Een creatief persoon is dan iemand die een antenne heeft of heeft ontwikkeld om de ideeën op te vangen uit dat gebied en ze te concretiseren en te realiseren.
MEMES | zelfzuchtige ideeën Richard Dawkins stelt in zijn boek ‘The Selfish Gene’ één basisregel die volgens hem moet gelden voor het hele universum: “… all life evolves by the differential survival of replicating entities.”10 Elke vorm van leven evolueert en ontwikkelt zich, doordat replicators zich vermenigvuldigen en geselecteerd worden op hun overlevingsvermogen. Op onze planeet zijn die eenheden onze genen: genen verspreiden zich en ontwikkelen zich doordat ze zich via zaad- en eicellen voortplanten van lichaam naar lichaam. Wij mensen zijn daarbij slechts vehikels waarmee de genen zich kunnen verspreiden en geselecteerd kunnen worden.
In hoofdstuk elf van zijn boek komt Dawkins echter met een nieuwe, jonge eenheid: de meme (van ‘mimeme’, Grieks voor imitatie). De meme is de eenheid die geldt voor het overdragen van (menselijke) cultuur: voorbeelden van memes zijn melodieën, ideeën, slogans, kledingmodes, manieren van pottenbakken en bruggen bouwen. Zoals genen zich voortplanten via zaad- en eicellen, planten memes zich volgens Dawkins voort via het proces van imitatie.

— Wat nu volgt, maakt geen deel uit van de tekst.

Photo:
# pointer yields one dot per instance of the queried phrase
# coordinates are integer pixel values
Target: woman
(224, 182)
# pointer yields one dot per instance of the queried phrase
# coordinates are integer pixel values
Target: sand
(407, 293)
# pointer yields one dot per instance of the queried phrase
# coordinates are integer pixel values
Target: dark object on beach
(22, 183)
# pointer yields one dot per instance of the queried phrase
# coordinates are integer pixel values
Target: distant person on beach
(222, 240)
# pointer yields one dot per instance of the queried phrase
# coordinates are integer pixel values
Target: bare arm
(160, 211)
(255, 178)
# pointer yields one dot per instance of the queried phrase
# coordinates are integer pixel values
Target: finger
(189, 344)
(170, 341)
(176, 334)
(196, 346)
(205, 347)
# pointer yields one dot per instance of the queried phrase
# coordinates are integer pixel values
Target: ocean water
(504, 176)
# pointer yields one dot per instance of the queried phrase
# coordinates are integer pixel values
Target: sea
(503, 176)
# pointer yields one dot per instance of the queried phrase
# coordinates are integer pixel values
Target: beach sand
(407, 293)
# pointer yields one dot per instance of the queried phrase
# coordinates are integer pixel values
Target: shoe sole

Memes moeten dezelfde kwaliteiten bezitten als genen om geselecteerd te worden in het evolutieproces: lange levensduur (hoe langer elke individuele eenheid blijft leven, hoe beter), hoge voortplantingssnelheid (hoe sneller een eenheid zich vermeerdert, hoe beter) en grote kopieerbetrouwbaarheid (hoe preciezer de kopie, hoe beter). De selectie van evolutie kan bij memes net zo werken als bij genen. Zoals genen met hun allele concurreren voor een plek in een chromosoom, moeten memes elkaar beconcurreren voor een plek in het menselijke geheugen, voor zendtijd op radio of televisie, billboard oppervlakte, krantenkolommen of bibliotheekschappen-ruimte. En net als bij genen kan een combinatie van memes (een meme-complex) een grotere overlevingskans hebben dan een andere combinatie.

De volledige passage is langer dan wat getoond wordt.